Widodo's video message to his countrymen and the entire Asian continent also added to the excitement.
For the organisers, it was the end of an intense and successful campaign, having got four years to prepare for the second biggest multi-sporting event in the world following Vietnam's withdrawal. Having two cities -- Jakarta and Palembang -- as co-hosts was a first in Games' history, making the herculean task all the more challenging.
Hosting more than 11,000 athletes from 45 countries across two contrasting cities was no mean feat but a determined Indonesia pulled it off, overcoming the triple threat posed by terrorism, crime and its notorious traffic.
"Everyone supported, that's the key. The whole of Indonesia became one and supported the Games. We had a plan since March, 2016. As an organisation we made sure we implemented that plan. We also got the best Indonesian talent to support the Games. Did everything work? Not 100 percent. But we tried to solve the issues and did not run away from them," said Erick Thohir, chief of organizing committee INASGOC.
The successful staging of the Games, happening for the first time in Indonesia since 1962, has also given the country the confidence to bid for the 2032 Olympics.
International Olympic Committee President Thomas Bach, who was at the VIP area alongside OCA chief Ahmad Al Fahad Al Sabah and Indonesian Vice-President, has also given a thumbs up to the country's Olympic bid.
While the grand opening ceremony showcased Indonesia's rich cultural heritage, the closing of the Games was a modest affair but still scored high on liveliness. The spectators revelled in the united spirit of Asia as artists from India, China and Korea performed.

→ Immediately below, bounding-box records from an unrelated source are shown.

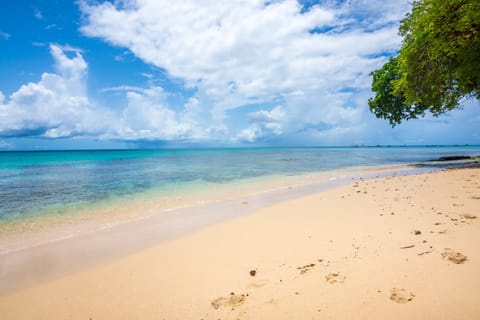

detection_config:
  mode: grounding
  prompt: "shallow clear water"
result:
[0,147,480,223]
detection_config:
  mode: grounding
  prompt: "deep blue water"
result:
[0,147,480,222]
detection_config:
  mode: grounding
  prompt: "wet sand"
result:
[0,169,480,319]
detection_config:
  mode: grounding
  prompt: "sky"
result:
[0,0,480,150]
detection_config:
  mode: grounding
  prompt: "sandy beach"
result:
[0,168,480,319]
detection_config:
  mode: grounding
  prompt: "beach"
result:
[0,168,480,319]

India's Slathia, one among the six singers who sang the Games anthem in their local language, enthralled the spectators alongside the reputed Ikon and Super Junior from Korea besides Indonesia's very own like Isyana Saraswati, Dira Sugandi, RAN and Bunga Citra Lestari.

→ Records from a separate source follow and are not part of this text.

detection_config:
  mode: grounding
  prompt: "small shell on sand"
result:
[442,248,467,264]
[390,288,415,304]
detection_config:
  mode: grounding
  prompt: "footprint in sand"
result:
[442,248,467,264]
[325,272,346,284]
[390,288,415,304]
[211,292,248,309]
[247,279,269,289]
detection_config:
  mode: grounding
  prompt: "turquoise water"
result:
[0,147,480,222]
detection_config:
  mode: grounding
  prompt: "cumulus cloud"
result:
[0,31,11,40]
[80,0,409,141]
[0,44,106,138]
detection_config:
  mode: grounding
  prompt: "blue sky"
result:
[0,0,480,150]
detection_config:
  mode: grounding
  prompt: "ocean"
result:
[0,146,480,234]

For the physically, mentally and emotionally exhausted athletes, the ceremony gave them an opportunity to let their hair down. Forgetting the intense competition for the moment, the sporting champions mingled to celebrate the occasion rather than parading separately.
China and Japan, who finished an expected first and second in the medals tally, were welcomed vociferously but the roar got louder when the Indonesian contingent marched in. Indonesia finished fourth in the medals tally, a drastic improvement from a top-20 finish in Incheon four years ago.

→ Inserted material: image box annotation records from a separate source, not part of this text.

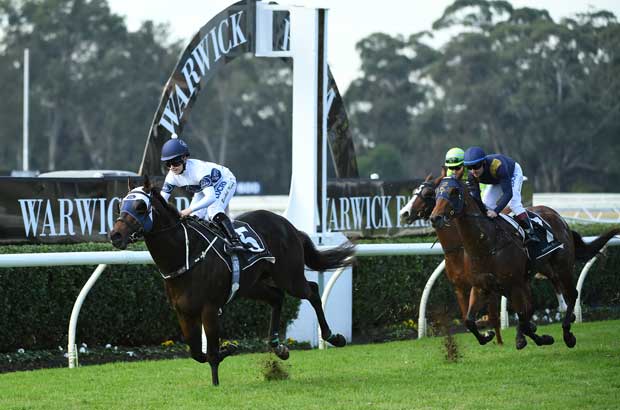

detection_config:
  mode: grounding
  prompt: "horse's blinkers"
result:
[116,188,153,242]
[413,181,435,219]
[435,177,465,218]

The Indian contingent was led by women hockey team's captain and flag-bearer Rani Rampal. It was also a memorable Games for India as it produced the best ever performance with 69 medals including 15 gold, 24 silver and 30 bronze.
The loudest cheer, however, was reserved for the 13,000 volunteers who worked tirelessly to contribute to the Games' success.
The ceremony culminated with Ahmad Al Fahad Al Sabah calling on the athletes to meet in four years in Hangzhou, the host for the 2022 Asian Games, before the symbolic handing over of the OCA flag to the Mayor of the Chinese city, Xu Li Yi.
A sneak peek video of the next host city was also played out on the giant screen, followed by a short cultural performance.